Das Amtsgericht Brandenburg gab dem Kläger Recht. Der Beklagte ist als Vermieter zwar Inhaber des Hausrechts. Allerdings kann er dieses Hausrecht nicht gegen den Kläger ausüben, da dieser aufgrund des bestehenden Mietvertrags ein eigenes Besitzrecht an der Wohnung hat. Selbst bei einer wirksamen Kündigung kann der Beklagte seinen Anspruch auf Rückgabe der Wohnung nicht durch ein Hausverbot durchsetzen. Stattdessen muss er seinen Rückgabeanspruch gerichtlich geltend machen und durch einen Gerichtsvollzieher im Wege der Räumungsvollstreckung durchsetzen lassen.

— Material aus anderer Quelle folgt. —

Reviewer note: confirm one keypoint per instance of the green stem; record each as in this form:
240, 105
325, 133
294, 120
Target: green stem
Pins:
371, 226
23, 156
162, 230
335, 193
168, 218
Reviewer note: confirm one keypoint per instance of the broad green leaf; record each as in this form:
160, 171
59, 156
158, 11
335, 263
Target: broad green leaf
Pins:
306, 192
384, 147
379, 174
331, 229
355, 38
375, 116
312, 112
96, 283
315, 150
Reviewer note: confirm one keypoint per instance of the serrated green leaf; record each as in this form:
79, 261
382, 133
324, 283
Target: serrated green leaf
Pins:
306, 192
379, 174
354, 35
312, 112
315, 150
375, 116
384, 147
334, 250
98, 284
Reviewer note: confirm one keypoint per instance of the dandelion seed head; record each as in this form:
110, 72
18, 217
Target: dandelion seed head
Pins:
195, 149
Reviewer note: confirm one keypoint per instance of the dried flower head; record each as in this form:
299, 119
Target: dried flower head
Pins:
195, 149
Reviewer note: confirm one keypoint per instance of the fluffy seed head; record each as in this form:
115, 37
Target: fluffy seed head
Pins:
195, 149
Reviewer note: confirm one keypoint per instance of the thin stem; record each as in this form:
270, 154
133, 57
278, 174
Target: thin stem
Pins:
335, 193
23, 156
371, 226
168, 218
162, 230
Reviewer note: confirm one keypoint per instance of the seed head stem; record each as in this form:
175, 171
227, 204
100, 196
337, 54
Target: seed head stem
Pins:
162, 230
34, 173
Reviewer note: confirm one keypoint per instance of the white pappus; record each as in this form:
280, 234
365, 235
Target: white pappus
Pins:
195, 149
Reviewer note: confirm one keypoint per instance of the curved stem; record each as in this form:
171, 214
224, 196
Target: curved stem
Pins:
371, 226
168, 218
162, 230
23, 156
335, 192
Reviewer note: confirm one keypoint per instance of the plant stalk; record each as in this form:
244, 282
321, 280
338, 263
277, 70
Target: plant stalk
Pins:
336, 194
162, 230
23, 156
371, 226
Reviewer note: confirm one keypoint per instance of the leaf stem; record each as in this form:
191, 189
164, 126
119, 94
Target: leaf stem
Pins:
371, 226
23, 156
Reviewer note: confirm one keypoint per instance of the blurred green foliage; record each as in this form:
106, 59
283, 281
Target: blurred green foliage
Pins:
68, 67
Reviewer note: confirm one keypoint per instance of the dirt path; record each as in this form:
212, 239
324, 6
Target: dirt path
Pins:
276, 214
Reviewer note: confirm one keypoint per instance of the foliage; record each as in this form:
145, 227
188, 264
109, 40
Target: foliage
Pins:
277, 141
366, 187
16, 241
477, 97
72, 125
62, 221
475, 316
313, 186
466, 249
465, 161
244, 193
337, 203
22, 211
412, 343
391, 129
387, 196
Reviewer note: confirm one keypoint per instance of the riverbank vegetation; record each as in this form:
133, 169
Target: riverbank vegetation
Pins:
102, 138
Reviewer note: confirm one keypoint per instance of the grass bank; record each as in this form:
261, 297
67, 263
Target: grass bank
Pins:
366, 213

Da der Beklagte dem Kläger den Besitz an seiner Wohnung durch verbotene Eigenmacht rechtswidrig entzogen hat, hat der Kläger einen Anspruch auf Wiedereinsetzung in den Besitz der Wohnung. Der Beklagte kann hiergegen auch nicht einwenden, dass er durch eine eigene Inbesitznahme der Wohnung nun selbst Besitzschutzansprüche gegen den Kläger habe. Denn die Inbesitznahme erfolgte durch verbotene Eigenmacht und ist damit rechtswidrig. Eine solche rechtswidrige Besitzerlangung schließt eigene Besitzschutzansprüche aus.

Fazit

Ein Hausverbot ist kein geeignetes Mittel, um Hausbewohner in derartigen Fällen zu schützen. Das richtige Vorgehen ist ein Antrag auf eine gerichtliche Anordnung zur Wohnungsaufgabe nach dem Gewaltschutzgesetz beim zuständigen Familiengericht. Eine solche Anordnung kann nicht nur gegen Täter, die mit ihren Opfern in derselben Wohnung leben, sondern auch gegen andere Bewohner ergehen, wenn die Gefahr besteht, dass es zu zufälligen Begegnungen (z.B. im Treppenhaus) kommt.